I would like to add my personal solutions for resolving the problems at the Queen Elizabeth Hospital (QEH), where criticisms were recently highlighted.
The QEH was officially opened on 14th November 1964 to service an estimated population of 250,000. Because QEH remains Barbados’s only acute primary health care facility, attempts to continue service to the transient and permanent population has resulted in congestion when we continue to believe it will service our current population, estimated at more than 270,000, by transferring some of this heavier workload to our polyclinics. However, the 60-year-old facility has been upgraded repeatedly with placement of updated diagnostic equipment. Additional specialties (radiological, histological, ophthalmic, operating theatres, pharmacological, physiotherapy, etc.) have been added and require additional highly trained staff to operate this new sophisticated equipment at an increased cost. This makes the hospital more difficult to operate with its burgeoning expansion of increased equipment, patients and staff within the same area.
It is my opinion that we must ‘get real’ by reviewing our history and remembering the General Hospital which outgrew its ability to service our increasing population in the 1960’s. The addition of UWI Medical teaching and student fraternities along with the equipment operators have added to the personnel within the hospital. The QEH now suffers a similar syndrome that took place in the 1950’s. I feel the question must be asked, “Would it not be better to consider additional hospitals which act as fully equipped specialized satellite Centres? Examples would be A Children’s Hospital; An Orthopaedic/trauma centre; An Obs./Gynae Centre; etc. and allow QEH to remain the Acute Care Centre. Such will need to be debated. My next query would then be: Because this demand for service is by/for the population, who should pay for these newly structured services?
My suggestion may create an outcry among those who expect that such treatment(s) should be free; but in the same breath, it must be recognised that the cost to build a high-class hospital today that provides top quality service(s) will come at a cost to those who request it. The alternative will be to have it done overseas at a higher cost with foreign exchange. The cost will be dependent on the services and facilities being requested by/for patients who should therefore be the ones paying for what they are requesting. Payment(s) for locals will have to be decided by an independent governmental body (if being run as a government facility) or by an independent body if being run in a similar way to Bayview Hospital.

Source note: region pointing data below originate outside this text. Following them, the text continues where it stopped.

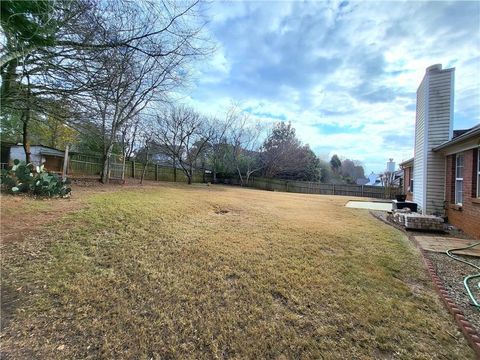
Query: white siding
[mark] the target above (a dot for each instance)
(17, 152)
(433, 127)
(440, 123)
(418, 162)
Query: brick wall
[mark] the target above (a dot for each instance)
(408, 175)
(466, 217)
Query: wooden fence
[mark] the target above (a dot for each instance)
(91, 165)
(306, 187)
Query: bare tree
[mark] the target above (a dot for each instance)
(244, 139)
(57, 50)
(185, 135)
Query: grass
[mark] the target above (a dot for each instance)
(215, 272)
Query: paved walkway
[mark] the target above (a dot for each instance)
(370, 205)
(442, 244)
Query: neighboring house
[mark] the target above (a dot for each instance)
(50, 157)
(443, 176)
(374, 180)
(361, 181)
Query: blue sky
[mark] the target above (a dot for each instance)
(344, 73)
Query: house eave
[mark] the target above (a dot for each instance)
(468, 139)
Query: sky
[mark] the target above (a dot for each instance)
(344, 73)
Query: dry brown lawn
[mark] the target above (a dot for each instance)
(197, 272)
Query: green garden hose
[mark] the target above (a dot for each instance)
(470, 277)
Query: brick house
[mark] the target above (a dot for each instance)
(443, 176)
(407, 167)
(462, 180)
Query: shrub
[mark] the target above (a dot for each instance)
(25, 178)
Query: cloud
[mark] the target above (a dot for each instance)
(330, 67)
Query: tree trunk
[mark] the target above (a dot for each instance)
(106, 165)
(174, 171)
(240, 175)
(144, 169)
(190, 175)
(123, 168)
(25, 140)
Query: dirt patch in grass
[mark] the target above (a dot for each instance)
(156, 273)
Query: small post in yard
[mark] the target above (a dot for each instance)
(65, 164)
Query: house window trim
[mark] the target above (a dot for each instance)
(459, 179)
(478, 173)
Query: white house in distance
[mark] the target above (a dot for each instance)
(39, 155)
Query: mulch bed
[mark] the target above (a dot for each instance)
(448, 275)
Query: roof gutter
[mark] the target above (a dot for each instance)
(458, 139)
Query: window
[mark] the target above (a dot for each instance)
(478, 173)
(459, 180)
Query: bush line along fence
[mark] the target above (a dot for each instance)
(306, 187)
(88, 165)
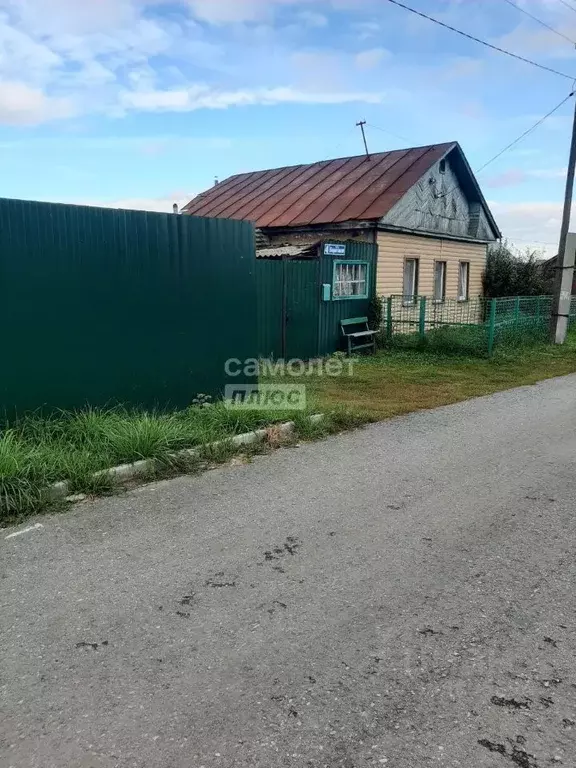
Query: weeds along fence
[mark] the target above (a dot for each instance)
(474, 327)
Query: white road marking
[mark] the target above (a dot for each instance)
(24, 530)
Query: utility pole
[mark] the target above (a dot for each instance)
(565, 260)
(361, 125)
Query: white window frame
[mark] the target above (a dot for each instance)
(410, 291)
(463, 296)
(351, 280)
(440, 281)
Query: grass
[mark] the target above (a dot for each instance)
(394, 382)
(38, 451)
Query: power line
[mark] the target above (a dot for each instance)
(542, 23)
(523, 135)
(568, 5)
(482, 42)
(516, 141)
(396, 135)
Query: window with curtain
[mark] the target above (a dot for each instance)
(439, 280)
(351, 280)
(464, 281)
(410, 289)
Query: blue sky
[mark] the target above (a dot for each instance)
(140, 103)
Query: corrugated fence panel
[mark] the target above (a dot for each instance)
(332, 312)
(302, 308)
(102, 306)
(269, 277)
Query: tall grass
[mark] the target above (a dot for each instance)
(37, 451)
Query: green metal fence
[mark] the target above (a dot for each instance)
(102, 306)
(476, 326)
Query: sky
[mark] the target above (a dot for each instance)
(143, 103)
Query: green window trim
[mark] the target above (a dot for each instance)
(351, 262)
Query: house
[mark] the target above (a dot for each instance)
(422, 206)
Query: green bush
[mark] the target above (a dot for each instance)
(514, 274)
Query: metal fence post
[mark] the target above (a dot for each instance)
(491, 327)
(422, 319)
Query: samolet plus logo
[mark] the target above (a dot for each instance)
(288, 397)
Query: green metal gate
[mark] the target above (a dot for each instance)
(288, 307)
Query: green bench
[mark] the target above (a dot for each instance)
(357, 334)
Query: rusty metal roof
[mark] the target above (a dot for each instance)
(347, 189)
(309, 250)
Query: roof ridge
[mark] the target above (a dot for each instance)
(345, 157)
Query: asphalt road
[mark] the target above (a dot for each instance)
(402, 595)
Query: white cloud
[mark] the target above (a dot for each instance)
(534, 225)
(22, 105)
(162, 204)
(231, 11)
(372, 58)
(366, 29)
(313, 19)
(204, 97)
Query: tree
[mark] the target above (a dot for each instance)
(515, 274)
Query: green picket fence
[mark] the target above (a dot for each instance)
(476, 326)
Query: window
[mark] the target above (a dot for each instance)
(464, 281)
(439, 280)
(410, 289)
(350, 279)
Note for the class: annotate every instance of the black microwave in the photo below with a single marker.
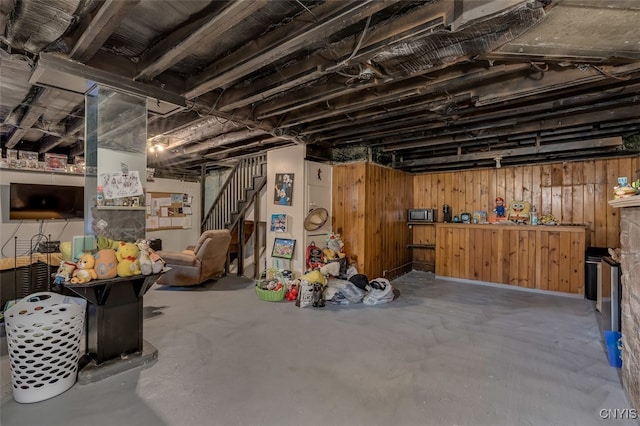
(422, 215)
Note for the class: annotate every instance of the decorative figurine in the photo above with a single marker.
(519, 211)
(499, 210)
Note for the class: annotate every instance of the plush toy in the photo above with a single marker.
(292, 290)
(150, 261)
(104, 243)
(146, 266)
(334, 242)
(331, 268)
(499, 210)
(64, 273)
(128, 264)
(84, 271)
(519, 211)
(106, 264)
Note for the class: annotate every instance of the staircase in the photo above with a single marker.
(238, 194)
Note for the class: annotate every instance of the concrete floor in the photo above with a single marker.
(443, 353)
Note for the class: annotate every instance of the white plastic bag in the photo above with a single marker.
(379, 291)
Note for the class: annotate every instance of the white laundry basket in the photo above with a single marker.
(43, 334)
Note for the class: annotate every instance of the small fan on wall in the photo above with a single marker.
(316, 219)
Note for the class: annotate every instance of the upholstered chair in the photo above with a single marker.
(206, 260)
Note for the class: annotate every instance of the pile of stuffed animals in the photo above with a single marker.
(113, 259)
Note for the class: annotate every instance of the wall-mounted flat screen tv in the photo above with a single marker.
(45, 202)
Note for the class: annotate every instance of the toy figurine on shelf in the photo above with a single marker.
(499, 210)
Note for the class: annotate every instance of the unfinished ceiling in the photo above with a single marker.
(414, 85)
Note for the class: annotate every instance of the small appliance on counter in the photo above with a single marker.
(422, 215)
(446, 213)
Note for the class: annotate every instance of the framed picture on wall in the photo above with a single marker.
(283, 248)
(278, 223)
(284, 189)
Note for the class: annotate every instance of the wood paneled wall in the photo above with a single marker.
(573, 192)
(370, 205)
(540, 257)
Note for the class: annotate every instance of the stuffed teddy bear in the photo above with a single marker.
(128, 264)
(146, 266)
(150, 261)
(335, 244)
(519, 211)
(84, 271)
(64, 273)
(106, 264)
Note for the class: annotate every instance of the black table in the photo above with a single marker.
(114, 317)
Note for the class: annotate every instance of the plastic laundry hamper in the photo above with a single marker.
(44, 331)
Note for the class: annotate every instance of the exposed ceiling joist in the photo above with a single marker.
(328, 18)
(95, 31)
(33, 113)
(176, 46)
(531, 150)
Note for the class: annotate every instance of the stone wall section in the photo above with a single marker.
(630, 327)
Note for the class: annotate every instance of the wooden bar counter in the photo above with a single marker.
(540, 257)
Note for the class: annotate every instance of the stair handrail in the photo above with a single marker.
(232, 182)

Another item that can be placed on this agenda is the use of Insurance Companies’ Health-Benefits that will assist with the cost of treatment, purchase of equipment and its maintenance all of which should be factored into this cost equation. Health service contract by an employer/employee contact or for the employee only, will assist in allaying the patients’ cost. The constant increases in equipment cost continues to increase with the addition of Artificial Intelligence (AI) being developed and integrated to improve and expedite diagnoses. However, if we structured these facilities to service a vibrant “Health-Tourism” product, it will greatly assist with offsetting the anticipated high costs but such matters will have to be decided with the executive bodies of the hospital, the medico/dental associations and ancillary personnel to ensure everyone is working with the same agenda to improve health service in Barbados.
I must now complement the newly appointed CEO of the QEH, Mr. Neil Clarke, whose suggestion for digitisation of records, as a starter, will reduce a lot of the time-wasting problems being experienced. It is however imperative that viruses are not enhanced and hacking reduced once the computer-literate staff are well trained and provided with continuing education. Personnel using the computer hospital programme, must be highly trained to avoid errors that could induce litigation and such staff will require an adequate salary. One benefit is the immediate access to patients’ records which will immediately reduce patients’ waiting time through inter-departmental communication.
This improved service can also transfer clinical notes to general practitioner(s) who may reside overseas with the proviso that the patient’s consent is obtained. The avoidance of discrepancies in the patients’ notes must be acknowledged if quality is to be achieved and maintained. This aspect of maintaining quality is done with the provision of continuing education and regular training of operators.
The only drawback I envisage would be that computer training may have to be added to the schools’ curriculum to assist our youth to remain in “The Digital Age” and increase national employment. Hospital staff must be aware that we now live in a computer environment where a company’s computers should only be used for their intended purpose and not for personal use (playing games etc.). I believe that some staff who now act as receptionists could be displaced with computer-literate staff to guarantee the proposed consistent quality. I must therefore advise Barbadians who did not have any such training to attend computer courses, educate themselves and be eligible for work.
Such reorganization of the Health Services will also place Barbados on a better footing for tourism with visitors understanding that their health will be in good hands while visiting our ‘Paradise’. If advertised properly, overseas patients will be referred in like manner to when 19-year-old George Washington brought his brother, Lawrence, to visit in 1751, at the referral of his doctor, to experience the healing effects within our wonderful country’s environment.